The Game That Won’t Quit
Many people may question why such an archaic game continues to be played today. When compared to modern video games, which have a linear path that starts and ends the same way for all players, chess has many alternatives. Many is, of course, an understatement. It is calculated that after three moves (that is three turns by black and white) there are over 9 million possible positions. After four moves this number escalates to over 300 billion, and thus to astronomical levels as the game continues. These open possibilities allow chess to withstand the tests of time, puzzling even those who claim to have mastered it.
Chess Is for Humans and Robots
It is well documented that in the last century machines have come to comprehend the game of chess. Eventually becoming adept enough to best even the world’s greatest players. The game offers a competitive opportunity for man to test his wits against that of the machine he creates, chess, after all, may well have been one of the first games we played against computers. And yet looking back at its history, the very first chess machine was quite different.
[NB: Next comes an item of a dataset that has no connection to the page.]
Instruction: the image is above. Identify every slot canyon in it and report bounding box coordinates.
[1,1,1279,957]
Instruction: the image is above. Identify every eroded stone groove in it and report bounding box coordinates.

The Turk was built in the late 18th Century by a man called Wolfgang von Kempelen, who wanted to astonish the globe with his invention. His wondrously intelligent cabinet with a chess board watched over by a beaded man in Ottoman garb, would come to compete with some of histories greatest minds. Napolean Bonaparte and Benjamin Franklin were just a couple of the great men it defeated. Many years later the mystery of the Turk was revealed, people would find out that inside the box was a cavity big enough for a human, this is where chess masters would hide and secretly compete against unwitting opponents. People of the time were, no doubt, a little relieved that the brains of their leaders could not be trumped by the mind of a machine. If only they would have waited another few hundred years, Alan Turing would create the first chess machine in 1951.
Chess Is Universal
Ice Hockey is unsurprisingly less popular in countries with tropical climates, and swimming is far more difficult in the desert – the point is many sports and hobbies have regional and practical origins. Chess on the other hand is played worldwide. Because it is a game of wits and less a game of athleticism, its scope for possible players is much broader. In fact, there are so many ways to play chess that games can undergo many hurdles. Take blindfold chess, this works just as it sounds where players compete without seeing their own or the other player’s pieces. The fact that the game consists of the movement of pieces over set spaces makes it possible to play even without a board. Many chess pro’s around the world compete mentally in several games at once. In June of 1970, chess became the first game to be played between the people of Earth and those in outer space. Those aboard the soviet manned vessel played a game that would end in a draw, but more than anything showed the versatility of the game and its long-distance appeal.